Researchers at MIT and Beth Israel Deaconess Medical Center have developed a new COVID-19 vaccine that they hope will ultimately serve as a viable option for vaccinating much of the developing world, where access to current vaccines has been limited.

Results from animal tests, which were published Wednesday in the journal Science Advances, showed the vaccine produced a strong immune response in macaques. The Serum Institute of India, the world's largest manufacturer of vaccines, is a research partner on the paper, and is currently leading human clinical trials in Africa.

This new vaccine is not based on the mRNA technology used by Pfizer and Moderna, which requires storage in extremely cold temperatures and has made transportation and distribution challenging in much of the developing world. The Boston-area scientists behind this new vaccine say it would not have that same limitation.

"This is a technology that is well-established and has a strong track record of safety," said Chris Love of MIT and the Koch Institute for Integrative Cancer Research, who is one of the paper's senior authors. "But perhaps importantly, it's also one that could be manufactured very inexpensively and ultimately, if formulated properly, can reduce some of the cold chain requirements and other challenges of distributing some of the other new technologies for vaccines that we've been seeing."

"We still have an important need for low-cost vaccines that are very stable for hard-to-reach places in the developing world," said Dr. Dan Barouch, director of the Center for Virology and Vaccine Research at Beth Israel Deaconess Medical Center, who was also a senior author on the paper. Barouch's research was also central to the development of Johnson & Johnson's COVID-19 vaccine, which also uses a technology other than mRNA.

"I think both [J&J and the new vaccine] present a good alternative to the mRNA vaccines," Barouch told GBH News. The initial research on the new vaccine in macaques showed a comparable response to the J&J vaccine.

According to a project at the University of Oxford that's tracking global vaccination rates, over 63 percent of the world's population has received at least one dose of a COVID-19 vaccine, but just 14 percent of people in low-income countries have gotten at least one dose. In a push to expand access, protesters have called for Moderna and other vaccine companies to make the technology behind its COVID-19 vaccine available for production by other companies around the globe.

The new vaccine's development began in early 2020. The technology used is called a "protein-based subunit vaccine," and involves fragments of the COVID-19 spike protein spread around a virus-like particle that serves as a "scaffold."

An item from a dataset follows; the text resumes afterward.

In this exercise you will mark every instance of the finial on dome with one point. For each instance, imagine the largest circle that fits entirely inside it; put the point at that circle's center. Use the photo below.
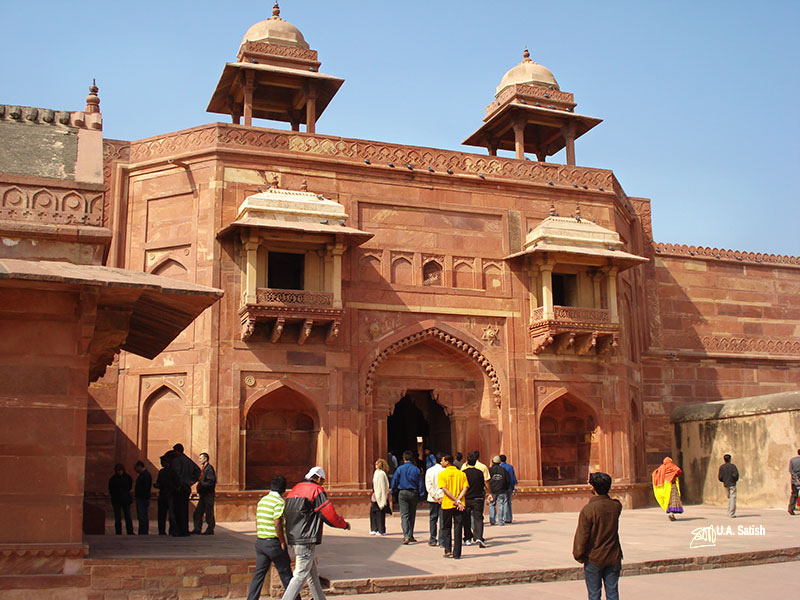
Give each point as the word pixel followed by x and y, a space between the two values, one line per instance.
pixel 92 100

Love said production facilities around the world already have the ability to produce vaccines using this type of technology.

"You can imagine this ball with little proteins stuck on the outside of it," Love said. "And this kind of looks like a virus, but it's not. It doesn't replicate. It's only protein. And all of the parts of it are manufactured in yeast organisms. And you can kind of imagine the same way that beer is brewed, the yeast organisms can be a very efficient way to affordably produce the subunits required in this vaccine."

Also, he said, the virus particles used in the vaccine might be swapped out in the future for slightly different particles, allowing for a vaccine that could target newly emerging variants.